Regarding using the None strategy 20% of the training time
We adopted the None strategy to allow the model to learn to generate accompaniment or vocal track independently, supporting the independent generation tasks like music continuation. But obviously, training the model to capture the relationships between vocals and accompaniment through the bidirectional cross-attention (BCA) is more critical for generating songs. Therefore, we configured the model to employ the BR strategy 80% of the time and the None strategy 20% of the time. This probability setting was inspired by classifier-free guidance related work [1, 2] to ensure it does not disrupt the training of the BCA.
Regarding the impact of the Demucs quality
As the reviewers mentioned, Demucs separated vocals can exhibit reverb, which might affect synthesis quality. However, we hope to clarify that it does not significantly impact our proposed method for several reasons.
Firstly, the self-supervised models (BEST-RQ) with vector quantization are noise-robust, which is often leveraged in speech synthesis [3, 4]. Secondly, for most tasks where songs are the final generation target, we directly utilize the song tokens generated by the song decoder within our framework, rather than the vocal and accompaniment tokens. During the training of DSLM, target song tokens are extracted from the original songs without separation, and the training loss for vocals and accompaniment tokens primarily helps the model to learn the musicality of the accompaniment, the expressiveness of the vocals, and the relationships between them. Consequently, although Demucs may have limitations, our methodology effectively reduces its influence on the overall quality of generated songs.
[1] Le M, Vyas A, Shi B, et al. Voicebox: Text-guided multilingual universal speech generation at scale[J]. Advances in neural information processing systems, 2024
[2] Du Z, Chen Q, Zhang S, et al. CosyVoice: A Scalable Multilingual Zero-shot Text-to-speech Synthesizer based on Supervised Semantic Tokens[J]. arXiv preprint arXiv:2407.05407, 2024
[3] Fujita K, Sato H, Ashihara T, et al. Noise-robust zero-shot text-to-speech synthesis conditioned on self-supervised speech-representation model with adapters[C]. ICASSP, 2024
[4] Zhao X, Zhu Q, Hu Y. An Experimental Comparison of Noise-Robust Text-To-Speech Synthesis Systems Based On Self-Supervised Representation[C]. ICASSP, 2024
The authors present SongCreator, a music generation system capable of simultaneously generating vocals and accompaniment tracks.
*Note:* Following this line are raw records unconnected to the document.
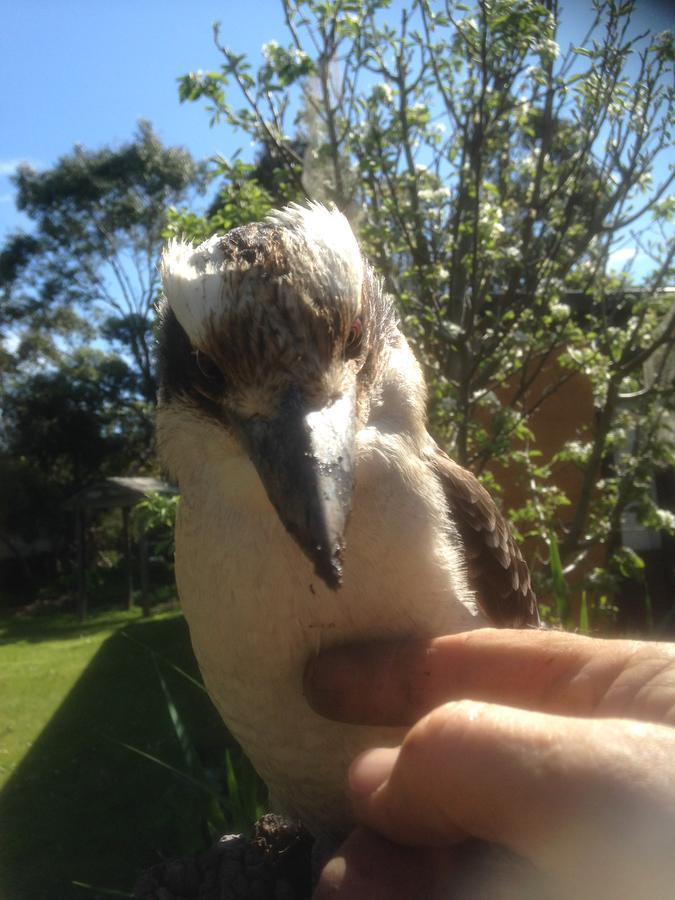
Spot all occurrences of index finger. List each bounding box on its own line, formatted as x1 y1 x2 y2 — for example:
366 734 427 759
305 628 675 725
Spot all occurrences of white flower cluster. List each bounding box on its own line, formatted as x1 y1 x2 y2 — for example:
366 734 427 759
260 41 279 62
534 38 560 59
373 81 394 103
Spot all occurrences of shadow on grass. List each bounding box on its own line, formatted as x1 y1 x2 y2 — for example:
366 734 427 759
0 617 235 900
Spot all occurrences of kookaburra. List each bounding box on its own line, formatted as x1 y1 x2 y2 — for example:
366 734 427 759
157 203 537 835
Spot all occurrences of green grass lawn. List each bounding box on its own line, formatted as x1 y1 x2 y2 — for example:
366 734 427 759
0 612 235 900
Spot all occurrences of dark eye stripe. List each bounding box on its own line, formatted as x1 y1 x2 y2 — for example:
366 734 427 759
345 319 363 358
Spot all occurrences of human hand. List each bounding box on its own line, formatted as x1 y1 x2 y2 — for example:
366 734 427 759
306 629 675 900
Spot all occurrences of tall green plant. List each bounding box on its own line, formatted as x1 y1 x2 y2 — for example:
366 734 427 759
180 0 675 604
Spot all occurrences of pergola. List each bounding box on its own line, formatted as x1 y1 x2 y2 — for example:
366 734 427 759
64 476 177 619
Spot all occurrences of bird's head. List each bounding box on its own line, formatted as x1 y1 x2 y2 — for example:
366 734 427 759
159 204 394 588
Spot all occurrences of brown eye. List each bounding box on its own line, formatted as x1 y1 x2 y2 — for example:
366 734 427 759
345 319 363 359
195 350 222 381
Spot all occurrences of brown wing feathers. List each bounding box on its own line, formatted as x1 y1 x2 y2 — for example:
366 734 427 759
434 450 539 627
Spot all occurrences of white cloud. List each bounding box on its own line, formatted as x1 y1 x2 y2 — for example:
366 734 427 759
0 159 40 177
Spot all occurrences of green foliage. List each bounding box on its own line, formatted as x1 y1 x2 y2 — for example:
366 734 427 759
180 0 675 608
125 624 267 838
132 493 180 559
0 123 204 402
0 123 203 577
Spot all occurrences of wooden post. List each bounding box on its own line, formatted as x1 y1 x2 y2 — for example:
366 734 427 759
138 526 150 616
75 507 87 622
122 506 134 609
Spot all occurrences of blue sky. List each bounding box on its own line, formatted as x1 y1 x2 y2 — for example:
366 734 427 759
0 0 675 270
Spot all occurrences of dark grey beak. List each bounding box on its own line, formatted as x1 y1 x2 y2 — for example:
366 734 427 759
239 387 355 590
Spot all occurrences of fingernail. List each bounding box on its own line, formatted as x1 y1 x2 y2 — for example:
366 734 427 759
349 747 399 794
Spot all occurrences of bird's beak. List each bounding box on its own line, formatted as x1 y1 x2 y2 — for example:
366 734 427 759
239 387 355 590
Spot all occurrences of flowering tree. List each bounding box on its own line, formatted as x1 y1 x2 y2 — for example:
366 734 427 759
180 0 675 624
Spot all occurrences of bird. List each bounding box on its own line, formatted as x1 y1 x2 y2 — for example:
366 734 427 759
156 201 538 836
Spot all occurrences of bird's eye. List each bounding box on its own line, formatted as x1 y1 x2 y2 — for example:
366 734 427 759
345 319 363 359
195 350 222 381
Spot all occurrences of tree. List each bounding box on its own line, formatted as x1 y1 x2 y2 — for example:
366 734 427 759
0 123 204 592
181 0 675 620
0 123 204 402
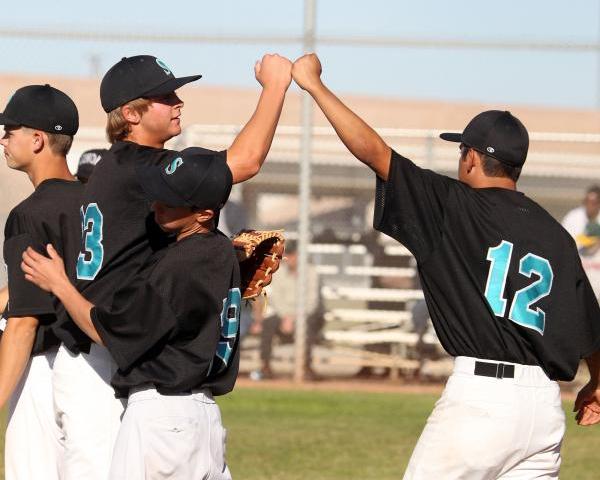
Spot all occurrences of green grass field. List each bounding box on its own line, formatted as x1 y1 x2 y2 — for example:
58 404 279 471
219 388 600 480
0 388 600 480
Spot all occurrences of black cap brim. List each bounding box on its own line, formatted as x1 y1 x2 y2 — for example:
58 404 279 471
0 112 21 127
440 132 462 143
142 75 202 97
136 166 192 207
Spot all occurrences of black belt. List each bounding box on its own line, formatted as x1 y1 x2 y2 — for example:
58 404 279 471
473 361 515 378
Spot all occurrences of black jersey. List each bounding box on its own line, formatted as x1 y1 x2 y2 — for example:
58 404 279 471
4 179 83 354
91 232 241 397
374 152 600 380
56 142 226 352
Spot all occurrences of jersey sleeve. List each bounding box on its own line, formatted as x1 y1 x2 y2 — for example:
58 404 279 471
373 150 456 262
4 233 54 318
91 275 177 371
576 258 600 358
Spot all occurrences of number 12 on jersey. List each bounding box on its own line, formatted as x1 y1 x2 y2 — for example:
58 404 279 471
485 240 554 335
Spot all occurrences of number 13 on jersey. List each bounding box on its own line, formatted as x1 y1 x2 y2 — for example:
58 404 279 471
77 203 104 280
485 240 554 335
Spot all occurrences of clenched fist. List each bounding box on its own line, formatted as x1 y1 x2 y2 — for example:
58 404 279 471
254 53 292 89
292 53 322 92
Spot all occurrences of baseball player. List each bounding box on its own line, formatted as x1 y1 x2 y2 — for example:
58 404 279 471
292 54 600 480
23 148 241 480
0 85 83 480
45 55 291 480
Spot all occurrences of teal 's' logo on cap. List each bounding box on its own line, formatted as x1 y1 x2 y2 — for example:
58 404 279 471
156 58 172 75
165 157 183 175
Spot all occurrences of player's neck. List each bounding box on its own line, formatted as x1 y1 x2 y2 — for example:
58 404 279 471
469 176 517 190
177 222 212 242
26 155 75 188
125 128 165 148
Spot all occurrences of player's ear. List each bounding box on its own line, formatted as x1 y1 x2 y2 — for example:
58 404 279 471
194 209 215 224
31 130 48 153
465 148 481 173
121 103 142 125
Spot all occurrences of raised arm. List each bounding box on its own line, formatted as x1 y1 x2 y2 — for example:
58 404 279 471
21 245 103 345
573 351 600 425
227 55 292 183
292 53 391 180
0 287 8 313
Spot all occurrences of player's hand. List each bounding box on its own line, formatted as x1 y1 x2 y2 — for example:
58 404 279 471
292 53 322 92
573 382 600 425
254 53 292 90
21 244 69 292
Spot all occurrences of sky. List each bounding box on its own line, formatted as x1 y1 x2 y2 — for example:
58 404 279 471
0 0 600 109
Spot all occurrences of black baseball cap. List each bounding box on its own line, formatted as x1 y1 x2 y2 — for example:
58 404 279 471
440 110 529 167
75 148 108 181
100 55 202 113
137 147 233 212
0 84 79 136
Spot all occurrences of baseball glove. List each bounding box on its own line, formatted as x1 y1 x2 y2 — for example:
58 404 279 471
233 230 285 300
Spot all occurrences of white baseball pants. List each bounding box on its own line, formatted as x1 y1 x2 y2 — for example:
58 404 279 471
4 349 63 480
109 387 231 480
404 357 565 480
53 344 124 480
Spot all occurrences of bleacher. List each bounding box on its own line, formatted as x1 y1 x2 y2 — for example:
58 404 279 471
309 243 442 378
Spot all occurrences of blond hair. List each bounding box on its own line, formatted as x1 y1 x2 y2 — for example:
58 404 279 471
106 98 150 143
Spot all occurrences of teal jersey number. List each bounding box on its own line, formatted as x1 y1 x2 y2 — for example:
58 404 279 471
211 288 242 373
485 240 554 335
77 203 104 280
485 240 513 317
SongCreator is based on a music language model generating two streams of semantic tokens, one for the vocals and the other for the musical accompaniment. Next, a non-autoregressive transformer mixes the two streams, followed by a latent diffusion model for decoding back to the time-domain signal. Overall the paper is clearly written, and the proposed method is interesting and would be valuable to the community. The authors addressed most of the comments raised by the reviewers, hence I recommend accepting this paper. I strongly recommend the authors to include the additional results and clarifications raised by the reviewers in the final manuscript.